DNA is life; it contains the blueprint for the creation of virtually all known living organisms. Genes are segments of DNA that act as fundamental building blocks, and hence maintaining the integrity of such genetic instruction sets is paramount to the health of an organism (or "fitness"). In much the same way that inbreeding can reduce genetic robustness and, thereby, increase susceptibility to illness and disease, an insufficiently diversified portfolio may be subject to an increased likelihood of uncharacteristically poor performance under a particular set of market conditions. Market environments that are stressful for one type of trading program, however, may be beneficial to another. It is exactly this type of divergent behavior that we wish to identify systematically and combine in order to construct a robust, resilient portfolio that bends but does not break.
Too often, portfolios are constructed with a single goal in mind: To maximize Sharpe ratio. Even when the portfolio engineer considers multiple objectives, many of those goals can be mutually exclusive, and improper attention to such constraints may compromise the fitness of the portfolio. Here we first discuss the variety of objectives that often are mandated for a portfolio of trading programs. We then consider how to prioritize objectives and understand the necessary trade-offs. Finally, we compare and contrast our portfolio construction process with more traditional techniques. We argue that novel, non-classical approaches are needed to systematically generate a high-fitness portfolio.

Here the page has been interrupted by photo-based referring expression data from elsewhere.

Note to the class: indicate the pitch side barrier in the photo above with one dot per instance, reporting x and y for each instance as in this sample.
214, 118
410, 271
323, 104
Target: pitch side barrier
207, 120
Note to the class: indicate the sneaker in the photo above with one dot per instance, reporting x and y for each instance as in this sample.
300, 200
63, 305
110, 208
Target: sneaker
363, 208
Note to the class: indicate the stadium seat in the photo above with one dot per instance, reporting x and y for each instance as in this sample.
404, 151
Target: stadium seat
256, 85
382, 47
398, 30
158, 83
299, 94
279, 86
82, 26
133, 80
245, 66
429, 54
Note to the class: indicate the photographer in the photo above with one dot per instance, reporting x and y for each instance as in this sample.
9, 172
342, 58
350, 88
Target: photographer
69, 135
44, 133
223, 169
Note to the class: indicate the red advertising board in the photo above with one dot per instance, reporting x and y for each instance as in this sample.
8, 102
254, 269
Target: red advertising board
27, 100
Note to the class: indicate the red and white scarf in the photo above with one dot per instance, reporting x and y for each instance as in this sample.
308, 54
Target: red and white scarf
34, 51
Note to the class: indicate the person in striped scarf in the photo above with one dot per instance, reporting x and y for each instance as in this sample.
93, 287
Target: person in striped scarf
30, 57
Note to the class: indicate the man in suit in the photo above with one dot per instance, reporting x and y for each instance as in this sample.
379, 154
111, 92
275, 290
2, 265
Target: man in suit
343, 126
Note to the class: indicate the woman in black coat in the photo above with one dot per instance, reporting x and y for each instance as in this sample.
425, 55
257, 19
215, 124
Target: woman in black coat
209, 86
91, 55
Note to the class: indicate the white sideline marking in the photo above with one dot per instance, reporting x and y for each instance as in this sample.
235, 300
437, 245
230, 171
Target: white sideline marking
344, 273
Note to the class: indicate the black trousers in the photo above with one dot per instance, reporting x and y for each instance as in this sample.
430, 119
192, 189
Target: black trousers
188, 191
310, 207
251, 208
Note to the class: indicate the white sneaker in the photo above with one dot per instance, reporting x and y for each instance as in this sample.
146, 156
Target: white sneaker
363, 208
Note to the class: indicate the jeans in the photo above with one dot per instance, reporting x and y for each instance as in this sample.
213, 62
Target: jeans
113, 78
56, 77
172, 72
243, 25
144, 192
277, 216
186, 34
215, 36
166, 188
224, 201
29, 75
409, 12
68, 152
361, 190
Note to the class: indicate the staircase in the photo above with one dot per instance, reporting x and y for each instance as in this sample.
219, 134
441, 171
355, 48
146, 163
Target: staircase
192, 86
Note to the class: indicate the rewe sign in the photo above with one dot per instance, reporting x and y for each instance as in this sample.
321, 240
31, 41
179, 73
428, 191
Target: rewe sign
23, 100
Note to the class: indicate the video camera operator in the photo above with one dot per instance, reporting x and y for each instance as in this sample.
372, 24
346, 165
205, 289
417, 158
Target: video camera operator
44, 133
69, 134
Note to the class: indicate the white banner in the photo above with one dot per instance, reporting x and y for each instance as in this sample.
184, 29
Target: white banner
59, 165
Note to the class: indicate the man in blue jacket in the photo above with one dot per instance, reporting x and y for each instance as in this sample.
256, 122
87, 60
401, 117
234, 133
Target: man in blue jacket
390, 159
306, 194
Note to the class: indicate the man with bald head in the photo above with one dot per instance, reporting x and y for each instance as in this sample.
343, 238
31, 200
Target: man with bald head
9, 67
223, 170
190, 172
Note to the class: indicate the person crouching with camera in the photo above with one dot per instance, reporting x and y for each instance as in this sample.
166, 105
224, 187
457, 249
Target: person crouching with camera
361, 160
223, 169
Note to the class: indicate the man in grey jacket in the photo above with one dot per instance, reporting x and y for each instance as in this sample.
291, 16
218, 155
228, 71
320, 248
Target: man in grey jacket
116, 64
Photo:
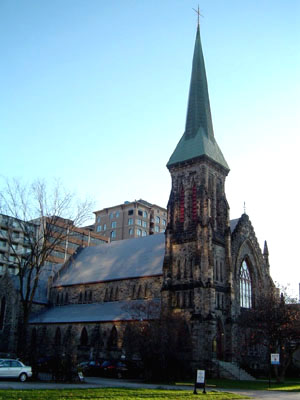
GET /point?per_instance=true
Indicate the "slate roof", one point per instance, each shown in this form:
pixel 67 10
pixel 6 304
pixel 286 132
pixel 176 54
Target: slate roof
pixel 99 312
pixel 198 139
pixel 41 293
pixel 116 260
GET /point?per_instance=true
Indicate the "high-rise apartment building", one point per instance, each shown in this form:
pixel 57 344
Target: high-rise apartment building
pixel 17 238
pixel 131 220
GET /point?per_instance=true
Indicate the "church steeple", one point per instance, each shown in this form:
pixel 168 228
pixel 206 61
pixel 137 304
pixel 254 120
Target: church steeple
pixel 198 139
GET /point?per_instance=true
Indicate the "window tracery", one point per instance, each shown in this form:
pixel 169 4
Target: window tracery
pixel 245 286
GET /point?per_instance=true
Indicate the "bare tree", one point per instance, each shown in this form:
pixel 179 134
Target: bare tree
pixel 274 327
pixel 39 218
pixel 161 341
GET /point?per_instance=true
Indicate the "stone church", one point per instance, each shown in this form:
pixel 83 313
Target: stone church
pixel 205 266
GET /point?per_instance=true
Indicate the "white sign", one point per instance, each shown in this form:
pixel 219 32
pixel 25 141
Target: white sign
pixel 275 359
pixel 200 376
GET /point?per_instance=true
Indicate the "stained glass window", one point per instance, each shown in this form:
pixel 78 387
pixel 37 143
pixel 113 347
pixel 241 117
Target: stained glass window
pixel 245 286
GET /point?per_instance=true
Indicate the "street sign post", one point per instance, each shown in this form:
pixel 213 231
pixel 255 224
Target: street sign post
pixel 200 381
pixel 275 359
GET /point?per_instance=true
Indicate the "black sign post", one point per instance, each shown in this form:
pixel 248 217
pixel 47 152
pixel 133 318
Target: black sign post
pixel 200 381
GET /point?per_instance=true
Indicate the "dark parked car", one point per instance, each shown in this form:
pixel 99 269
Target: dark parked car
pixel 120 369
pixel 90 368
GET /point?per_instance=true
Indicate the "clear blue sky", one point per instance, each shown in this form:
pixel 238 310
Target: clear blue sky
pixel 95 92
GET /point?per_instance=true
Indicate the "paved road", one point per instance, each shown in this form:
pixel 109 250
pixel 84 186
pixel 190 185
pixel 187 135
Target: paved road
pixel 104 382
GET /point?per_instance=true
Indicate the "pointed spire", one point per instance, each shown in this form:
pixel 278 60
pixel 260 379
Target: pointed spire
pixel 266 250
pixel 198 139
pixel 198 112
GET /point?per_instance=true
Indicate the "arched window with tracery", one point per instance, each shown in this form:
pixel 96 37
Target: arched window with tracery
pixel 181 205
pixel 2 312
pixel 57 337
pixel 112 341
pixel 194 203
pixel 245 286
pixel 84 337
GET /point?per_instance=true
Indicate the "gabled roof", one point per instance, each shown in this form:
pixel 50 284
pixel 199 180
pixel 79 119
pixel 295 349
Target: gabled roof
pixel 198 139
pixel 99 312
pixel 116 260
pixel 41 293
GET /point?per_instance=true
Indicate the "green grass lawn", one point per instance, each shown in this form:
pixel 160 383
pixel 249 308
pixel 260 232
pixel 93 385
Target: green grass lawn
pixel 111 393
pixel 255 385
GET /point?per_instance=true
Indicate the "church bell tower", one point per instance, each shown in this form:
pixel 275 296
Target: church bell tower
pixel 197 257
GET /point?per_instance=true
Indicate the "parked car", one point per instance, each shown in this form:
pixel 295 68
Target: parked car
pixel 15 369
pixel 120 369
pixel 90 368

Before starting, we must define an end goal. Commonly, the initial, singular objective is to maximize performance. This answer is legitimate but raises additional questions.
The first question involves consistency of performance. Certain strategies such as trend-following have desirable risk properties but are intermittent in their returns, while strategies such as option selling may tend to produce consistent returns over most periods but occasionally experience large, sudden drawdowns. Optimizing for performance typically implies that you are optimizing for the average performance over the sample period, but this metric doesn’t account for the year-to-year variability around the average. The importance of consistency depends largely on the time horizons of both the portfolio designer and the investors. Shorter time horizons demand greater consistency of returns.
Another question is that of style, or desired correlation to a benchmark. Alternatively, you may wish to minimize correlation specifically to a particular benchmark. Many portfolio designers seek to replicate the style of trend-followers, yet also improve on the risk-adjusted performance, i.e., they seek "alpha" as well as "beta" (see "Manager lingo," below). Other portfolios have become popular. For example, an index comprising short-term traders has been developed to reflect a uncorrelated return stream to standard trend-following benchmarks.
Additional and often overlooked objectives include optimizing for various return statistics, including skewness, kurtosis and drawdown measures. Such objectives can be difficult to incorporate into the optimization process accurately. For instance, even though many believe that drawdowns can be bounded a priori and that risk-management methodologies can be separated from the trading program itself, two primary determinants of drawdown magnitude are program style and time. Longer-lived programs generally will have experienced larger peak-to-valley drawdowns, reinforcing the adage: "Your worst drawdown is always ahead of you." Hence, optimizing for maximum drawdown is an exercise in futility.
Additionally, trend-following programs tend to have shallower drawdowns than other investment styles given equal Sharpe ratios. Generally speaking, return skewness, kurtosis and other statistical properties are linked inextricably to the program style and, therefore, cannot be optimized independently.